It’s a time when parents set up tents outside the Shelby County Schools administrative office to enroll their children in one of two or three good schools in the system, he says.

For five to six days, his wife, Alena Allen, also a University of Memphis educator, waited in a tent to make sure they could put their two sons in a good school.

“The state of affairs is horrible and a lot of what I see happening is not contributing to success. I don’t mean to paint such a bleak picture, but it is a bleak picture,” he points out.

In response to Harris’ criticism, Shelby County Schools says it is committed to providing a high-quality education for students to prepare them for college or a career.

“Our 47 Optional School programs, nationally recognized iZone schools and our partnerships with colleges and universities are among the many investments made to boost student achievement,” the system says.

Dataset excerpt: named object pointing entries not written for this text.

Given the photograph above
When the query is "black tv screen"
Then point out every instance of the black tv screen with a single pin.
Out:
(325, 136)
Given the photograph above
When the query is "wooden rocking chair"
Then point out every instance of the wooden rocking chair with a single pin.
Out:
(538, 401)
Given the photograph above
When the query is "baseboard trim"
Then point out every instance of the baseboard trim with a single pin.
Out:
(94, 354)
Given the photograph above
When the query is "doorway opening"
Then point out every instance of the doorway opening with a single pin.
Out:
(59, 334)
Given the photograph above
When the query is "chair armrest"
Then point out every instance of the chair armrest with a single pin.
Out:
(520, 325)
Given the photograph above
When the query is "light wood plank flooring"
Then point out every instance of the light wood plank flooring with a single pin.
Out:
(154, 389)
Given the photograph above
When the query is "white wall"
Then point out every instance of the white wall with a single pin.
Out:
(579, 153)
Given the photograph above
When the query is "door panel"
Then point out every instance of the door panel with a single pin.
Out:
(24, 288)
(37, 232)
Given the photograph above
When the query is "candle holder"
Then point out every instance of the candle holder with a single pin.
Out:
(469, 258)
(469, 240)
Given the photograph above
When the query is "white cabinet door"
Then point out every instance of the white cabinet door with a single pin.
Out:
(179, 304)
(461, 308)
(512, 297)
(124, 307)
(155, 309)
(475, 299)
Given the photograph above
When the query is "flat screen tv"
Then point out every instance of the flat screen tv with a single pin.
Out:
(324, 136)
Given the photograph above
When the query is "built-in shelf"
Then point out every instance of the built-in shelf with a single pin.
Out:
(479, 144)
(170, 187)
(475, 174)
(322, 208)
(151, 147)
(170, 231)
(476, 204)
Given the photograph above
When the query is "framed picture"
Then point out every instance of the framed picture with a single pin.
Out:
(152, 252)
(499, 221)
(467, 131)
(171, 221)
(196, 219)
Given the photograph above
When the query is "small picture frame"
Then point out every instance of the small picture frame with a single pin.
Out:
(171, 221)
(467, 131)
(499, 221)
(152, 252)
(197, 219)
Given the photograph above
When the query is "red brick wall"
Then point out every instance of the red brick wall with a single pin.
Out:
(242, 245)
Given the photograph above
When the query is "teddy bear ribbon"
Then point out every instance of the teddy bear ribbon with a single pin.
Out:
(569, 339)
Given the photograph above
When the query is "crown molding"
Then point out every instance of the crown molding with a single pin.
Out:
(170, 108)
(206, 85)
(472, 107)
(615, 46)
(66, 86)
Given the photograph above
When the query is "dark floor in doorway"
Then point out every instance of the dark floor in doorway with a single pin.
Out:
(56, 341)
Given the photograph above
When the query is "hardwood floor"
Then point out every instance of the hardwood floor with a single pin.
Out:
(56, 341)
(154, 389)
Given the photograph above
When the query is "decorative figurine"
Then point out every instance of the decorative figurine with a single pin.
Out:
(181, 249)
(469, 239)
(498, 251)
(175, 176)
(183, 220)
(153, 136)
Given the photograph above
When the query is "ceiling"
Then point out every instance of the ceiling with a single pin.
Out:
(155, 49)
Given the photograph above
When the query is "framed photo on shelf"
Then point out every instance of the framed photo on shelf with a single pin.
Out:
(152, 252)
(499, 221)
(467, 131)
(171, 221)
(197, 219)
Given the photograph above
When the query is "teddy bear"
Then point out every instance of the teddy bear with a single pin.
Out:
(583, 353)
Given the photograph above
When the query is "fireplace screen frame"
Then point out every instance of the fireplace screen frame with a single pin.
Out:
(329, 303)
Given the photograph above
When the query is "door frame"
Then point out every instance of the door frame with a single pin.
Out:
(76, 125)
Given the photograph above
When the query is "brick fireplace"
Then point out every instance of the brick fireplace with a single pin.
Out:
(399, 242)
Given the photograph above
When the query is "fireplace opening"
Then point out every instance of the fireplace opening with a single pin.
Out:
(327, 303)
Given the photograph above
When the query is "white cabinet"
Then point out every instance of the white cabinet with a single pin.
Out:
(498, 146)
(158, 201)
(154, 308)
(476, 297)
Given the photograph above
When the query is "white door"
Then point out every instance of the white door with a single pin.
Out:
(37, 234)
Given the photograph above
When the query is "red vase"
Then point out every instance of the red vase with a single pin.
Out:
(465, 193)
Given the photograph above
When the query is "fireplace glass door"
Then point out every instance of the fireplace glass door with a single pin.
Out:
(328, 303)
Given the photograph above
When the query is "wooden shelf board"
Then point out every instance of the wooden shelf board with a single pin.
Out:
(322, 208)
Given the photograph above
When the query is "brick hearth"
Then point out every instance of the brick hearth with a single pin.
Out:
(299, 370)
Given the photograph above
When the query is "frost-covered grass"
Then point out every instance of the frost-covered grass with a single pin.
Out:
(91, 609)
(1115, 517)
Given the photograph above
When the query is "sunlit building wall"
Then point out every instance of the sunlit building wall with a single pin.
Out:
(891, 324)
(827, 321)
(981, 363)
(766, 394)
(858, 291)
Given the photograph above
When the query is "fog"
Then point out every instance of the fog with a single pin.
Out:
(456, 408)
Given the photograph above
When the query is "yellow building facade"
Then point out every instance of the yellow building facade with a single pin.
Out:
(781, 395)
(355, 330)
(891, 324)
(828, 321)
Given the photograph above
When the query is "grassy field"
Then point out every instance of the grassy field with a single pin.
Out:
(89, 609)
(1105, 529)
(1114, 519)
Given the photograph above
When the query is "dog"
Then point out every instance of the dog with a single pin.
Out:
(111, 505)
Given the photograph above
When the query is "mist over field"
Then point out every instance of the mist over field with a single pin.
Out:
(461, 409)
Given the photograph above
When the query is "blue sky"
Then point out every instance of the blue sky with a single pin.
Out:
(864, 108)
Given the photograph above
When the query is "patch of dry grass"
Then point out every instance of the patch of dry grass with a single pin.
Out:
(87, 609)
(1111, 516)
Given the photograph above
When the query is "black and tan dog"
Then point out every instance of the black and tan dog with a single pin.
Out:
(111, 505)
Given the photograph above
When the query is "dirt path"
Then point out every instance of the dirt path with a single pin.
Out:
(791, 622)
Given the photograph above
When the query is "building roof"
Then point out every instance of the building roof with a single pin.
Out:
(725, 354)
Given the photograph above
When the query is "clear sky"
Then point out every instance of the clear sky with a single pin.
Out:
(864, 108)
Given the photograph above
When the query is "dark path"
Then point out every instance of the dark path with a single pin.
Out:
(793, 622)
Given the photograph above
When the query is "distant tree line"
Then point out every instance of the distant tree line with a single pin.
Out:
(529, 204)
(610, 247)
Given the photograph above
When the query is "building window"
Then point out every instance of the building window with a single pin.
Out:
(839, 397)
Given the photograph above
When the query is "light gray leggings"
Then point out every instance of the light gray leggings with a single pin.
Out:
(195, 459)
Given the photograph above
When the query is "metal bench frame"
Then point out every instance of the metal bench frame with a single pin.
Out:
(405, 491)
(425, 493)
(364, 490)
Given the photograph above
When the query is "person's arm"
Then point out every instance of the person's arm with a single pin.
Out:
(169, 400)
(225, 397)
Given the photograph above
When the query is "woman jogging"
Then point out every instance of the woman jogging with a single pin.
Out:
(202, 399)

It further states the “overwhelming majority” of the system’s resources and investments go directly to schools and classrooms, with only 2 percent of its total operating budget paying for central office staff.

Yet, Harris says it still makes no sense for his wife to have to spend six days in a tent to put their children in a good school.

Meanwhile, the General Assembly “creates more instability and constantly chases whatever rabbit passes by, and that’s a huge problem” for education statewide, Harris contends.

“The only thing we have going for us are educators. We’ve got teachers really devoted to their profession and trying to do a good job.

“But they’ve got all the forces set against them,” he says.

For instance, the Senate recently passed legislation prohibiting teacher dues for the Tennessee Education Association to be deducted from payroll. Two Democratic senators voted for the bill, a decision he calls “shameful.”

The legislation cuts First Amendment freedoms, the result of special interests telling legislators the TEA “is bad,” he says.

Harris says he wishes the caucus would stick together on votes, but he says he’s never told anyone how to vote on a measure, even though he lays out the pros and cons of issues during caucus meetings.

“People have really got to decide for themselves. Because, again, I don’t like anybody telling me anything. I’m going to have the courage to stand alone and vote no,” Harris says.

The first-term legislator says it will take that type of courage for Democrats to return the state Legislature “to balance.” He expects to lose some battles, especially on social issues.

But, he contends, “We’re in it for the long term. We haven’t gotten there yet, but we will.”